I just got a spam in my regular email box, telling me how I can get a “quick” nursing degree, and embark on the exciting career of a lifetime. Uh, thanks but no thanks. Been there, done that. I’m the last person on earth that the spammers should be bothering about a nursing career, but then, spammers don’t discriminate. It’s like the other spam I got right after that, letting me know that 85% of women think their man’s penis is too small. Again, thanks for sharing.

Anyway, I’ve got yet another plane to catch. Back to California for a meeting. I really should just move there already. The main problem is deciding whether to do NoCal or SoCal. Dilemmas, dilemmas…

— roxanne @ 6:11 am — Comments (0)

1 August 2006

Jazzed!

My feature story for the Lancet Infectious Diseases is now out in the August issue.
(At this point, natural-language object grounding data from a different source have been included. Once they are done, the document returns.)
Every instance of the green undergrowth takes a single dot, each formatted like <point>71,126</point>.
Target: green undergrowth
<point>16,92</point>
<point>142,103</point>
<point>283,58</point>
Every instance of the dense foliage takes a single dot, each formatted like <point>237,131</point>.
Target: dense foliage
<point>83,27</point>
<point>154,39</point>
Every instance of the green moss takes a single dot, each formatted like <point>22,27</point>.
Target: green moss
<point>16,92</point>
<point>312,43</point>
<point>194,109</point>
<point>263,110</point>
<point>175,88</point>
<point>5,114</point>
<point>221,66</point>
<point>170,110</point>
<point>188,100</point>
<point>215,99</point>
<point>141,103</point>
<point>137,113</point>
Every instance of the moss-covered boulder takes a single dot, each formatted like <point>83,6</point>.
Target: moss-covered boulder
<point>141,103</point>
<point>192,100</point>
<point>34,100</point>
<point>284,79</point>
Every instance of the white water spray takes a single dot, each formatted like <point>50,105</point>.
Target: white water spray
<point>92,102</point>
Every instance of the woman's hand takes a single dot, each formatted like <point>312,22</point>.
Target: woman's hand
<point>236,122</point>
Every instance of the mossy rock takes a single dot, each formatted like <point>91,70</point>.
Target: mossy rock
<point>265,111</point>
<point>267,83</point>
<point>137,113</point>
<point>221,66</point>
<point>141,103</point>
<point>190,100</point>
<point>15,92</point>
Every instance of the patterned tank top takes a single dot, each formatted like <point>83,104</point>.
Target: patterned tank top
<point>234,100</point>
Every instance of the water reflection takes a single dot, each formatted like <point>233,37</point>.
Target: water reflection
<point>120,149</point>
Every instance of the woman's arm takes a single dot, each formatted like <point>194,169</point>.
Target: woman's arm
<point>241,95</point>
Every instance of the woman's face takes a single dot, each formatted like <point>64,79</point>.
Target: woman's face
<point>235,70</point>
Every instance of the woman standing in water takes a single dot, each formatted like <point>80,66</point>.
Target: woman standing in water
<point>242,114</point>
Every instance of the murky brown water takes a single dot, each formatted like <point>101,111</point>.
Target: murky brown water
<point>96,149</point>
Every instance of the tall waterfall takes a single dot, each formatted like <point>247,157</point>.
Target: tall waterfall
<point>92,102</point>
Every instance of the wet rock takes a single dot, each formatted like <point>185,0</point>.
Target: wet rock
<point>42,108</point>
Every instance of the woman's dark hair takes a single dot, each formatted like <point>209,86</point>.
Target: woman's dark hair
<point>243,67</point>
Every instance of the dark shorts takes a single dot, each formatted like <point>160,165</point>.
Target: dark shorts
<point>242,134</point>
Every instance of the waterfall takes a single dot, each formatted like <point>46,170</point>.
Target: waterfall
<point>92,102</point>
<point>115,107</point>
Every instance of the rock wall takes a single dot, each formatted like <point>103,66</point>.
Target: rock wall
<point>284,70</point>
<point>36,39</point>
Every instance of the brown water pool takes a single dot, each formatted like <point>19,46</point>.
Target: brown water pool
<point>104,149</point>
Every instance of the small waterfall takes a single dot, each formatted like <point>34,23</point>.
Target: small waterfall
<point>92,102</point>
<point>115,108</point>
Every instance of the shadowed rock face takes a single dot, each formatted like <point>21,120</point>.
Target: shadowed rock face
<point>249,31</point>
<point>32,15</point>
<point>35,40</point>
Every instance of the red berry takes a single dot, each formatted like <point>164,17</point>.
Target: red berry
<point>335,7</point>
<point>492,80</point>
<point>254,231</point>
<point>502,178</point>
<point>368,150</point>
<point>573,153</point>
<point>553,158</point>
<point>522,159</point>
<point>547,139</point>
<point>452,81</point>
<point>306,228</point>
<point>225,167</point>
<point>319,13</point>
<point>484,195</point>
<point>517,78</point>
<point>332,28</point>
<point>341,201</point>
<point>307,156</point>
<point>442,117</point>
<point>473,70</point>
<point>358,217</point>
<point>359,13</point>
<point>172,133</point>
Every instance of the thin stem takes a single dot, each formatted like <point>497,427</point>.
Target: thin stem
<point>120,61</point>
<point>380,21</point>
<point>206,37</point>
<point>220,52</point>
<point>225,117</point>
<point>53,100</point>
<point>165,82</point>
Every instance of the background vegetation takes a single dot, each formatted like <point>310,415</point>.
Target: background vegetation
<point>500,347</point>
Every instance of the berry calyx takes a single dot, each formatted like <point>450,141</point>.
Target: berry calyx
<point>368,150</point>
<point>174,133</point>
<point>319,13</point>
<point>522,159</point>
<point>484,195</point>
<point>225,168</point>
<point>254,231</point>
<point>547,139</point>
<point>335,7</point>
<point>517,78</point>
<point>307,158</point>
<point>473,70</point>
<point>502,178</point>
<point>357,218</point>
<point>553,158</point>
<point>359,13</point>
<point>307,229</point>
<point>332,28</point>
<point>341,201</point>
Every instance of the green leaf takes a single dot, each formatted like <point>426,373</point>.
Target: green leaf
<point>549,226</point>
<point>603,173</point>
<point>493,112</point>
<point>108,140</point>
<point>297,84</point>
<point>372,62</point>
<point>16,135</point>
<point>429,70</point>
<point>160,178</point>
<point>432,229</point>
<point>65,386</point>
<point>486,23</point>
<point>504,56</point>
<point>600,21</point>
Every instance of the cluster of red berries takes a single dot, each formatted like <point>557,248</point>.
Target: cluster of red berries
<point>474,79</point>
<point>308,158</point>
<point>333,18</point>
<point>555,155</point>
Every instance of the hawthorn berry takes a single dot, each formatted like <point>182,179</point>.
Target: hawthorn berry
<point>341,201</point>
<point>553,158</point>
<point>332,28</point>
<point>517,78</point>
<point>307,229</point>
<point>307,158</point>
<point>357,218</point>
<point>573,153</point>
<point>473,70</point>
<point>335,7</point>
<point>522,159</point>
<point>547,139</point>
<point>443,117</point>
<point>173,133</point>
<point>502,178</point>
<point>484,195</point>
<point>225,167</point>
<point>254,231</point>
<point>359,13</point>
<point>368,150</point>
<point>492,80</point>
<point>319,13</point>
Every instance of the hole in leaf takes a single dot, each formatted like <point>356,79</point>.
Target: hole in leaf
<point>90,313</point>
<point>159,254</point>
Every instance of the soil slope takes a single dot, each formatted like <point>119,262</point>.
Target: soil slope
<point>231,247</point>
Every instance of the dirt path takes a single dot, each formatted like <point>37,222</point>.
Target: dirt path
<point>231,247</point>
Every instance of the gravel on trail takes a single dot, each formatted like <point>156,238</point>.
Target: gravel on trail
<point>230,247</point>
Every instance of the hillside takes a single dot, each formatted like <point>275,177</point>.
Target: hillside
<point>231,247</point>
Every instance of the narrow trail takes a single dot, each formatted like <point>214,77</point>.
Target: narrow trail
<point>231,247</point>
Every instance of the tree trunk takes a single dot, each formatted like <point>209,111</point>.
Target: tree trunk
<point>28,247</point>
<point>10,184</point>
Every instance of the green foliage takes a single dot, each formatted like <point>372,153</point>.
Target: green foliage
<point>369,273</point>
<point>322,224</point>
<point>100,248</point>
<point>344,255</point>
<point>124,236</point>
Yes, I know most of you don’t read the Lancet or any of its offspring, but a lot of the articles in there are surprisingly readable if you’re not a doc or super scientist. I think they have really good stories and editorials about healthcare issues, and of course their news coverage is the best (I write for all of the Lancets so I’m a prejudiced). But anyway, I was honored when I was asked to do a feature story on the history of AIDS treatment, in line with the 25th anniversary of the first published report.

And now as a big surprise, my article is available for free. Access to the Lancet family is restricted, but several articles are usually available to anyone who wants to read them. My wonderful article was selected for the August issue. So click away, and read on. Of course, it is not a comprehensive history. I only had 1500 words, and I had to basically cut it in half, and take out two interviews. But I think it covers the basics. The early days were the most trying and frightening times, especially combined with people like Ronald Reagan who didn’t mention the disease publically until six years after it had been raging through the country. I guess when nice white middle-aged Republicans in the Midwest suddenly found themselves infected, then he decided it was time to acknowledge the disease.

Anyway, it is hard to believe that 25 years have passed since that first report. That there are people growing up and reaching adulthood who didn’t know about a life before AIDS.